2. To me the scenario that is very hard to deal with given only routable space is the intermittent connection case. I think of this as a formation of cooperating nodes (the hain/templin draft uses a ship, but I am also interested in formations of data-gathering drones or satellites, or clusters of devices with wireless connections). In many cases the internal connections within the cluster are more critical than the external ones. Routable PA space won't work. Using local addresses (but not link-local, IMHO) is certainly one solution. Mobile IP may work, but I am not convinced about that, and in any case it adds "weight" to the network and the nodes.

--On Monday, August 25, 2003 19:55 +0200 Leif Johansson <[EMAIL PROTECTED]> wrote:

Tony Hain wrote:

Leif Johansson wrote:


... Patrik posed a few direct
questions to this effect on the list - none of which have
been answered.



I must have missed them, so please send a pointer to the questions.


Tony



Unfortunately there does not seem to be a hypertext archive of the list
but the post was from 2003-07-08:

=============== paf ===========

I don't know how to attack the people which talk about "intermittent
connected networks".

The problem I see is that people are locked into the IPv4 world where a
DSL modem have one address which might change every connect. That is
extrapolated into one IPv6 prefix which changes every connect.
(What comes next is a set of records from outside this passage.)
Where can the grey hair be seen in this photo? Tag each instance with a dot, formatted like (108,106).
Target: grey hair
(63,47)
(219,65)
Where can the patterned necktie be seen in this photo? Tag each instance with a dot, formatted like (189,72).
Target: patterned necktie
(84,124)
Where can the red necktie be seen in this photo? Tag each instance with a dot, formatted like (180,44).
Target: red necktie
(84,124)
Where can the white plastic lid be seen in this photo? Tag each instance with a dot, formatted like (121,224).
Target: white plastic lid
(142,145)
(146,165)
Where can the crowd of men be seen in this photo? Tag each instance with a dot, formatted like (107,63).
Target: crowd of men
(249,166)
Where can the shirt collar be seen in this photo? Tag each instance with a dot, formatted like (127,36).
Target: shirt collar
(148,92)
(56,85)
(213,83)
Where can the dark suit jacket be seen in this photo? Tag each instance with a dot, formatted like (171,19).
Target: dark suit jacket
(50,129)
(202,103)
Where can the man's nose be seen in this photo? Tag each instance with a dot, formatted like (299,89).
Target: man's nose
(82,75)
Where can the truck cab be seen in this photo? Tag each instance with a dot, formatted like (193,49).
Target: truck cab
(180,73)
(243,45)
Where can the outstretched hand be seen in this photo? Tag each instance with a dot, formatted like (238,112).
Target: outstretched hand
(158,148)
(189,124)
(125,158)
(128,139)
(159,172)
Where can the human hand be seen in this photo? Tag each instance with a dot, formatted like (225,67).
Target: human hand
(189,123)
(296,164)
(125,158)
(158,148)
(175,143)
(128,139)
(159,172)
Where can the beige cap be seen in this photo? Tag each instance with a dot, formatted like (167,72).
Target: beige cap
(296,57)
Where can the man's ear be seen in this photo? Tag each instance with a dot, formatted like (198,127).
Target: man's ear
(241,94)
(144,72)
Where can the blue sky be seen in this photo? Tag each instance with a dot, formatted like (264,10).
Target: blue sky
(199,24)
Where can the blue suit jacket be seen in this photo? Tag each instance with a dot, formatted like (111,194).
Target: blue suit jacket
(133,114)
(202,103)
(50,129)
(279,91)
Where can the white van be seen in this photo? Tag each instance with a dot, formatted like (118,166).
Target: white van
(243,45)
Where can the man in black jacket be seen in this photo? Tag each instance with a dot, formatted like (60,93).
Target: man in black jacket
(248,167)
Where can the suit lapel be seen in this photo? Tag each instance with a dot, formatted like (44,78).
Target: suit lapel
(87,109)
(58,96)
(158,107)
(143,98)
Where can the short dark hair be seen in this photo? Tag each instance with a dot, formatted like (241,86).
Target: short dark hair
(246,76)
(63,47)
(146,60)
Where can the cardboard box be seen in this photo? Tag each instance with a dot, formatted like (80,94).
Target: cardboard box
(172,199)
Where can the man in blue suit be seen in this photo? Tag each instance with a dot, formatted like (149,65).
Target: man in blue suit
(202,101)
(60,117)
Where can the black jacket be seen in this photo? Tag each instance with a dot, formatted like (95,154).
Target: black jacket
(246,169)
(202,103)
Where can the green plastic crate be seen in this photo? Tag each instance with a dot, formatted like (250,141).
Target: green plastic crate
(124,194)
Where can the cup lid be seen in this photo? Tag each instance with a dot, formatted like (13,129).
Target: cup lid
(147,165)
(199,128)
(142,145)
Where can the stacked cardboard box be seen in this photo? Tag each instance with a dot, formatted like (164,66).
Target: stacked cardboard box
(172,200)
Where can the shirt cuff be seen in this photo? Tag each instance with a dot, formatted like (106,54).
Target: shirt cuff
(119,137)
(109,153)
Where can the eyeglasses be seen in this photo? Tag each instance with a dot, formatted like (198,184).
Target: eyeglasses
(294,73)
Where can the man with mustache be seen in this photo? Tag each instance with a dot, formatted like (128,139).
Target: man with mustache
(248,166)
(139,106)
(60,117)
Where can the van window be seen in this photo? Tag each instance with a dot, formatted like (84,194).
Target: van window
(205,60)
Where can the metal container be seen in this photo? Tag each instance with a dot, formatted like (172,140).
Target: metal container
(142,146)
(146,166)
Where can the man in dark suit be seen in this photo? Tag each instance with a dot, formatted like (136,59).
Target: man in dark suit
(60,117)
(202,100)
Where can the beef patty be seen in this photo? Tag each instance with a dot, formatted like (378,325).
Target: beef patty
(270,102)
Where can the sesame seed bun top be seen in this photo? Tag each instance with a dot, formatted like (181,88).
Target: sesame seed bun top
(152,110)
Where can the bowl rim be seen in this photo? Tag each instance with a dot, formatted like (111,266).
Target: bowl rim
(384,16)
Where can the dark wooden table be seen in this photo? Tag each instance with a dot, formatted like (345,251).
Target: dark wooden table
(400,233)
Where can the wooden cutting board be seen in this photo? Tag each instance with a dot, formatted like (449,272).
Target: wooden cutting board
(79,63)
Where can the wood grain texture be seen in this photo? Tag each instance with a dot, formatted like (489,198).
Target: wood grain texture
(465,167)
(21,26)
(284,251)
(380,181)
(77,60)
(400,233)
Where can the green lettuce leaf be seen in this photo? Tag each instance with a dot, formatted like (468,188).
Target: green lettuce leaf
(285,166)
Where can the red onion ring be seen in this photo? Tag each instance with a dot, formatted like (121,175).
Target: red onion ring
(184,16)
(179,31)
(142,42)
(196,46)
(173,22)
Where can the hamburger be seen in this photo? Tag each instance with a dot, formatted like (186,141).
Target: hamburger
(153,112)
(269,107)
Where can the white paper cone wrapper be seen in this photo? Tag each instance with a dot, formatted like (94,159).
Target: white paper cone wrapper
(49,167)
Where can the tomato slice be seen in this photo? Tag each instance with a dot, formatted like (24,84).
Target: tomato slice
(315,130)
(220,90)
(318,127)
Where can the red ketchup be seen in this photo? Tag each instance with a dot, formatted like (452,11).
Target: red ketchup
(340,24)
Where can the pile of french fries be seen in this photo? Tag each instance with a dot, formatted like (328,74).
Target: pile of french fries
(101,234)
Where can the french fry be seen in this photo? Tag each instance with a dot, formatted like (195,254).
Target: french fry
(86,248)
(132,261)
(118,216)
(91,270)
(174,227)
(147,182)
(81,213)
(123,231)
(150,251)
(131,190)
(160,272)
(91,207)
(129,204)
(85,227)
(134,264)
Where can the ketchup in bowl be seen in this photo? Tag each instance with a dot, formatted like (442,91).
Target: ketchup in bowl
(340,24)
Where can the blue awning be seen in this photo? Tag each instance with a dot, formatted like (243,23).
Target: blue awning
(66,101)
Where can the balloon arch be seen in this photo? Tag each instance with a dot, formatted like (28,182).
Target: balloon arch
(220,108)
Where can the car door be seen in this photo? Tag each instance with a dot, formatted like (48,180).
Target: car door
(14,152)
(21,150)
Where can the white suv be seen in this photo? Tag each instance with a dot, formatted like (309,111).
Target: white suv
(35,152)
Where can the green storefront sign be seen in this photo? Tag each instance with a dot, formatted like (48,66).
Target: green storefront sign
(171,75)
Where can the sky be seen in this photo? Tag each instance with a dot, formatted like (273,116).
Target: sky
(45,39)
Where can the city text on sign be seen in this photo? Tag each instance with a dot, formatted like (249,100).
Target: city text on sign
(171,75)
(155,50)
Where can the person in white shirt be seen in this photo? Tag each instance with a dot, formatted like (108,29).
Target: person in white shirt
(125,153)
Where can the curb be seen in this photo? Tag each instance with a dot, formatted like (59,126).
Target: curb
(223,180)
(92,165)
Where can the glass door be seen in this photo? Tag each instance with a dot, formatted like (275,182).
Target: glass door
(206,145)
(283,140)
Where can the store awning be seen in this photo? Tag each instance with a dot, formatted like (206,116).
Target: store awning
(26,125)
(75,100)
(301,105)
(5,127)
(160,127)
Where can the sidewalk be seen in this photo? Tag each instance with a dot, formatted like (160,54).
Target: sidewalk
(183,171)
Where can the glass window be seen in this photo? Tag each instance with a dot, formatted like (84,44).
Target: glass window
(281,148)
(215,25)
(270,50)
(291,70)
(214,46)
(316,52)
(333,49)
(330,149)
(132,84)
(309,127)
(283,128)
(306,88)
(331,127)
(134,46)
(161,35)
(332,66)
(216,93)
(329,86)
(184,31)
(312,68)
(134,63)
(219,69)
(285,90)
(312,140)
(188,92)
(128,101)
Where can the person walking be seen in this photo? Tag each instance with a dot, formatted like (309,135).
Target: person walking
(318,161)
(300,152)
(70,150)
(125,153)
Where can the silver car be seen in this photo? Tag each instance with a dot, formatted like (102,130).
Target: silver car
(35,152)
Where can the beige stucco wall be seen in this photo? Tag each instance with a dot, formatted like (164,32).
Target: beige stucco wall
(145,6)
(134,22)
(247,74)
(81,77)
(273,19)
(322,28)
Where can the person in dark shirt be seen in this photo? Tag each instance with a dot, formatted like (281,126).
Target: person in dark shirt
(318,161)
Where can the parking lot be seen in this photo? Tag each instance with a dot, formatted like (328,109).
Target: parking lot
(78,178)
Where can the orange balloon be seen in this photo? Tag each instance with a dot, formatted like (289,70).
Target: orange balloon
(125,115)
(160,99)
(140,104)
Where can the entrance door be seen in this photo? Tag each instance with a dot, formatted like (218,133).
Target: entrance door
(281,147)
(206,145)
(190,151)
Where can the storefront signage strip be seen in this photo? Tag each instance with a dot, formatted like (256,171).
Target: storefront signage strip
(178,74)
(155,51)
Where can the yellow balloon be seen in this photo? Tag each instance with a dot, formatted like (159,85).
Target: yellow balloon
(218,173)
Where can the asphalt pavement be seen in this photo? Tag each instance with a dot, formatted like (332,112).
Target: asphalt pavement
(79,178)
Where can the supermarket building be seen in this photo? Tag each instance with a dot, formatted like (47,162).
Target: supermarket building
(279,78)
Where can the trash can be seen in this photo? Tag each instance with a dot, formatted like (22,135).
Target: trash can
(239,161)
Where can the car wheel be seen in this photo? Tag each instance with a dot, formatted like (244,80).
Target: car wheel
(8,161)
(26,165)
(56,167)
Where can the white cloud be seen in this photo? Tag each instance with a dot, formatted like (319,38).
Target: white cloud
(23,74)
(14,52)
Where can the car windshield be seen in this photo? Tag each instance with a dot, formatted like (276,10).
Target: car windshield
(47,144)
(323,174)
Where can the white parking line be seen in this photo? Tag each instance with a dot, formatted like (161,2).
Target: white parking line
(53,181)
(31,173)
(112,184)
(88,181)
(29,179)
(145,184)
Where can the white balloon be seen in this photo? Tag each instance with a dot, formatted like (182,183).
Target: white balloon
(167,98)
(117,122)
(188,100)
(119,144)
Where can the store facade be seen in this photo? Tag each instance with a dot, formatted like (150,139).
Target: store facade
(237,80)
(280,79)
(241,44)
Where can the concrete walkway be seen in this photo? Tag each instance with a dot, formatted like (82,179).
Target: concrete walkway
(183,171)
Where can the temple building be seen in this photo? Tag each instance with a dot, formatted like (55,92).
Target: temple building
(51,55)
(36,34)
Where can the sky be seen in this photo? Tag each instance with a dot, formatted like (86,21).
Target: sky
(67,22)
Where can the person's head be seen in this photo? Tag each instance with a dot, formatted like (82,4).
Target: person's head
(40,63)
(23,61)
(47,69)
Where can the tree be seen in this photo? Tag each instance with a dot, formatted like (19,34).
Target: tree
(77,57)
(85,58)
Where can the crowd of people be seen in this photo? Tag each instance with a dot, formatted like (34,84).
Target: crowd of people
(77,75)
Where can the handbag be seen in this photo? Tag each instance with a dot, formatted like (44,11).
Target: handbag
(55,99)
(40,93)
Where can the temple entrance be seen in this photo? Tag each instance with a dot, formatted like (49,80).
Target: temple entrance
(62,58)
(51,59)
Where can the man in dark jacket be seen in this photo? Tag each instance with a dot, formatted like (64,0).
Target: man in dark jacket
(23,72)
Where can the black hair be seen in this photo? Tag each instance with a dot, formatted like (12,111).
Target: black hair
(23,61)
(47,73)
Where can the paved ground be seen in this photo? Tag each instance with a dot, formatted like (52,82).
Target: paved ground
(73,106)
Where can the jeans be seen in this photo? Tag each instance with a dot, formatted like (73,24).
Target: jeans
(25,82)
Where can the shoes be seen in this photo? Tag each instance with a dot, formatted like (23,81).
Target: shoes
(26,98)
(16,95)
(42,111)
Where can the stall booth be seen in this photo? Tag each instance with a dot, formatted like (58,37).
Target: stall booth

Instead, to me, the user should get the _same_ IPv6 prefix every time he
connects. As long as one connect to the same upstream network, the IPv6
prefix should not have to change. And, switching upstream network will
force a switch in prefixes of course. The renumbering event comes when
_connecting_, not disconnecting and connecting as the address can be kept
until a new prefix is to be used.

Is this not true?

Further, we do not have a good session layer in the IETF which means a
network _always_ have to reset the connections when a renumbering
happens, which is the same as a more drastic network topology change
happens. The solution to this is mobile IP.

What else? What's so difficult here?